Freight interests in California and the West are petitioning the California Air Resources Board to revise proposed regulations for low-carbon fuel and a cap-and-trade mechanism for the freight transportation system.
The proposed draft regulations would significantly increase the cost of trucking and warehouse operations in California and would not achieve the environmental goals that spawned the initiatives, the freight interests stated.
The International Warehouse Logistics Association and the Western States Goods Movement Alliance submitted their statements to CARB for consideration as the air-quality agency works to finalize the regulations.
The freight organizations cited draft CARB regulations that would mandate a California-only reformulated, low-carbon diesel fuel; new standards that would require an increase in the use of renewable fuel and a requirement that warehouse operations with truck fleets retrofit their trailers or purchase new trailers that meet federal Environmental Protection Agency “Smart Way” standards.
Joel Anderson, president and chief executive of the IWLA, said the cumulative impact of the proposed regulations would be to force operators of warehouses and distribution centers to leave California.
If operators move to neighboring states such as Arizona and Nevada, emissions would actually increase because the miles traveled to serve California’s large population centers would be greater, Anderson aid.

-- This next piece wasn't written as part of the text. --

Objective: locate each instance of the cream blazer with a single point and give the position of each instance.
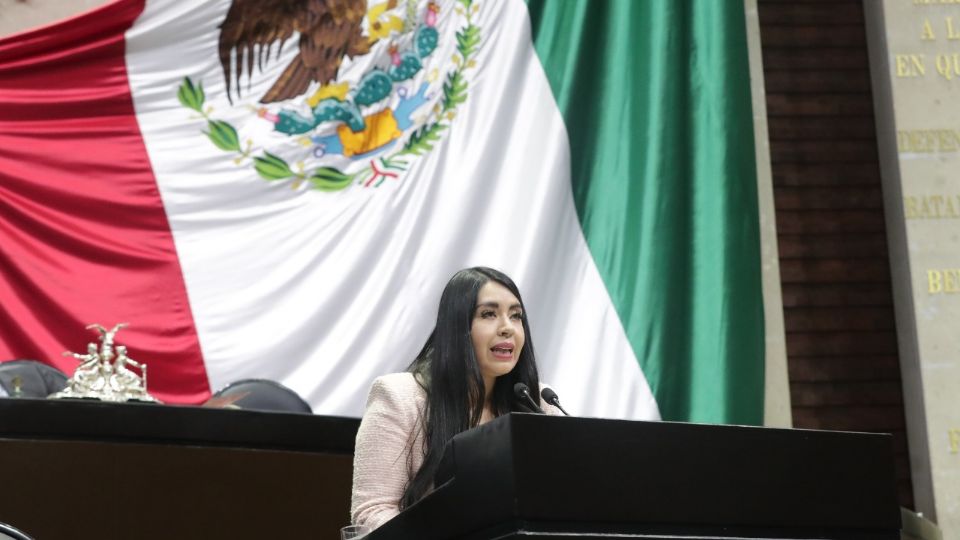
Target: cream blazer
(382, 461)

The western states organization stated that CARB’s proposed regulations would increase utility rates 30 to 45 percent and would impose additional costs on oil refineries. The low-carbon requirement would increase the price of diesel fuel by 40 to 60 cents per gallon.

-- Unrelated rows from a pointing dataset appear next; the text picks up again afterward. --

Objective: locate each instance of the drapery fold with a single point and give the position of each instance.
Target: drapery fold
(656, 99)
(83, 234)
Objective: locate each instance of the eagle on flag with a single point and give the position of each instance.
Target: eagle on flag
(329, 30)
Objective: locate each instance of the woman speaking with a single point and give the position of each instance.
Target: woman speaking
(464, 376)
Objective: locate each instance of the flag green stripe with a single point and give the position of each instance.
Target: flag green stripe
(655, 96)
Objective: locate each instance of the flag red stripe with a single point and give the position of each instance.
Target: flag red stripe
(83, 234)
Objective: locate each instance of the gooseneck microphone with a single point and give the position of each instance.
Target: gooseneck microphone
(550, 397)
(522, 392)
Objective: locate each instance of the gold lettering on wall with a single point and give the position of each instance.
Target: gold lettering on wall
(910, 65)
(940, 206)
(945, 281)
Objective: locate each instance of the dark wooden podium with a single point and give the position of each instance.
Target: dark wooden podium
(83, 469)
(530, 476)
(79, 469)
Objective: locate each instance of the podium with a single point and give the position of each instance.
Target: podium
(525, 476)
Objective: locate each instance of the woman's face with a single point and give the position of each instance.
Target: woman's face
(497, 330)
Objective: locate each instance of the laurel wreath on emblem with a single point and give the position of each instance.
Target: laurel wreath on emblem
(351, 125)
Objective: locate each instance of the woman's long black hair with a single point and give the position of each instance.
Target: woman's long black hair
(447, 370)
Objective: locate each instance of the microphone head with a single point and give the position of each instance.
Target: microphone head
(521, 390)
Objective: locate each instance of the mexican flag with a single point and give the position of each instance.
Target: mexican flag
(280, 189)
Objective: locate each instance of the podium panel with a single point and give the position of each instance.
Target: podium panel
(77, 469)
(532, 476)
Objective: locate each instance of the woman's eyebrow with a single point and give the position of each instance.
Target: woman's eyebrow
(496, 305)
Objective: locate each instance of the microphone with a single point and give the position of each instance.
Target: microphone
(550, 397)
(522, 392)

CARB’s low-carbon standard is especially problematic because at this time there is no acceptable fuel that meets the requirements for reducing greenhouse gases.
The freight interests support a requirement for use of low-carbon fuels that reduce greenhouse gases. They noted that their industry complies with regulations approved in past years that resulted in California producing clean-diesel fuel that significantly reduces nitrogen oxide, particulate matter, and other emissions associated with health risks.
However, the freight interests urged CARB to first develop a viable “recipe” for low-carbon fuel before promulgating strict standards.
“We support the adoption of a low-carbon fuel standard when the technology and recipe are commercially viable,” the western states organization stated.
Also, rather than saddle California with a single-state requirement that will cause businesses to move to neighboring states that do not have such regulations, the organization wants CARB to wait until a low-carbon standard is adopted by all of the western states.